Report: NFPA's "Human Factors Contributing to Fatal Injury Based on NFIRS 5.0 Field in Civilian Casuality Module"
Author: Ben Evarts
Issued: June 2011
This report compares fatal home fire victims with five different human factors contributing to the fatal injury: asleep, possibly impaired by alcohol or drugs, physically disabled; possibly mentally disabled, and unattended or unsupervised child under 10 years old, with all home fire victims on a variety of fire causes and circumstances.
Executive Summary
The fire safety field works hard to improve its understanding of and to mitigate circumstances that prevent individuals from surviving home fires. Individual circumstances and characteristics of victims often play crucial roles in the outcome. During 2005-2009, one or more human factors contributed to an estimated average of 1,610, or 61%, of the 2,650 fatal home fire injuries.
This analysis will examine the fire circumstances and characteristics of the victims for five human factors or combination of human factors contributing to fatal injury, including:
- Asleep, a factor in 790, or 30%, of home fire deaths;
- Possibly impaired by alcohol or drugs or other chemical (or both), a factor in 380, or 14%, of the deaths;
- Physically disabled, a factor in 380, or 14% of the home fire deaths;
- Possibly mentally disabled, a factor in 120, or 5%, of the deaths;
- Unattended or unsupervised child under 10 years of age, a factor in 60, or 2%, of the home fire deaths. Unattended or unsupervised was also cited as a factor in deaths of people with disabilities.
This report compares the circumstances and characteristics of these five factors with each other and with all home fire victims.

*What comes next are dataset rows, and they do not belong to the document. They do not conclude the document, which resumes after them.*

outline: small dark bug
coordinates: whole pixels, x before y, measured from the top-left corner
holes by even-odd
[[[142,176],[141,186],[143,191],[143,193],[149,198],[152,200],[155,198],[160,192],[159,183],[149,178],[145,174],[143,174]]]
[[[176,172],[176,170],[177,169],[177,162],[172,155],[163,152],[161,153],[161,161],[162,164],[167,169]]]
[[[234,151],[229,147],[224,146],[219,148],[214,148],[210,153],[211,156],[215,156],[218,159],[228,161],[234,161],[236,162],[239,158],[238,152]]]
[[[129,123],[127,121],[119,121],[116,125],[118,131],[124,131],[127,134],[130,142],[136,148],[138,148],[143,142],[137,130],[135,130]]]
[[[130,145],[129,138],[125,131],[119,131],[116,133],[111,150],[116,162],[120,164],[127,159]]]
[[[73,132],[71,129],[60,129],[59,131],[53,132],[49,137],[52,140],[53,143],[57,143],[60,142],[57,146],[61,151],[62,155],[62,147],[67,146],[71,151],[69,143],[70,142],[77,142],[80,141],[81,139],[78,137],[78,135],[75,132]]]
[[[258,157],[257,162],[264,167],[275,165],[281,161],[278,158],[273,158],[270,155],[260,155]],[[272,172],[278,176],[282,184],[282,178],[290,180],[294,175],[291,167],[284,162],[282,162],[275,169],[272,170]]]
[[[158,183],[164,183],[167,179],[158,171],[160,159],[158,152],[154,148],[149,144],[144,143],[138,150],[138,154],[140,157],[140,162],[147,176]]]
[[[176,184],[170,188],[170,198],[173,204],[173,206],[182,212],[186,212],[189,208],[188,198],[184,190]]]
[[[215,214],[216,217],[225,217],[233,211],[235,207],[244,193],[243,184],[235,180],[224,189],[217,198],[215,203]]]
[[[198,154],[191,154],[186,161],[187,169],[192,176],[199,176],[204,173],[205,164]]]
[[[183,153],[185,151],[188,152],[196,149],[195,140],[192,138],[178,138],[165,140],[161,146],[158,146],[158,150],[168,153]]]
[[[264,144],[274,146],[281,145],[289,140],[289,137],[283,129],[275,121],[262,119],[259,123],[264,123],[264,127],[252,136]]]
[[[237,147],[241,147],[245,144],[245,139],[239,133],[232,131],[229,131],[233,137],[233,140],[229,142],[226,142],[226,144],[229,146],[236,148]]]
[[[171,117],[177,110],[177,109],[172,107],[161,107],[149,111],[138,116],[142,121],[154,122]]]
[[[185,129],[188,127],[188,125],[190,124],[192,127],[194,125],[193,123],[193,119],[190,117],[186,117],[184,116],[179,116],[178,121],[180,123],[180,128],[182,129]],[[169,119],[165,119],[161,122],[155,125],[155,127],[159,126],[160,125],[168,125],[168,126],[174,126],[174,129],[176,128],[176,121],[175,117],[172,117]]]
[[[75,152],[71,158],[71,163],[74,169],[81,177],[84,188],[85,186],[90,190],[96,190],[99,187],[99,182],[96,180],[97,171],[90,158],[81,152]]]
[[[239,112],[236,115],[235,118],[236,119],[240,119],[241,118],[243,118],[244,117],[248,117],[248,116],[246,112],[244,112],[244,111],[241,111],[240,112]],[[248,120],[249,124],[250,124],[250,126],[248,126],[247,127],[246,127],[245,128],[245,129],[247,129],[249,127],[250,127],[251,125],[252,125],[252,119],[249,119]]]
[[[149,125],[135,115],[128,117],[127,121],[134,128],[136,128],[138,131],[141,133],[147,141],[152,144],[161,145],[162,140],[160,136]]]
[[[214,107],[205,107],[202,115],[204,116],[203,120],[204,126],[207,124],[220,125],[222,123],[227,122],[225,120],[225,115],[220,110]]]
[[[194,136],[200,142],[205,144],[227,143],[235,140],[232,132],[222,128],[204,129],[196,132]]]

Reports examining fatalities with physical disability and with possible impairment by alcohol or drugs were recently published. These reports contain additional detail and can be found at the research section of our website.
Overall, 56% of the fatal home fire victims were male. When physical disability was a contributing factor, 51% of the victims were male. This was the factor in which the lowest percent of victims were male. The highest percentages of male victims were seen among victims who were possibly impaired by drugs or alcohol (73%), and unattended or unsupervised children under 10 (68%).
Half (52%) of home fire victims were in the general area of origin when fatally injured. When sleep was a factor contributing to fatal injury, only 40% of the victims were in the general area of origin. When physical disability was contributing factor, two-thirds (67%) of the victims were fatally injured in the general area of origin as were two-thirds (66%) of the victims of fires in which a possible mental disability was a factor.
One-quarter (25%) of all home fire deaths resulted from fires started by smoking materials (i.e., lighted tobacco products but not matches or lighters). The percentage increased to 43% when physical disability was a factor and 42% for victims who were possibly impaired by alcohol or drugs. Only 4% of the deaths involving unattended or unsupervised children under 10 years of age resulted from fires started by smoking materials.
Upholstered furniture was the leading item first ignited in all home fire deaths (19%) and is ranked in the top 3 for all the human factors studied. When possible impairment by alcohol or drugs was a factor, upholstered furniture was the item first ignited in 26% of the deaths.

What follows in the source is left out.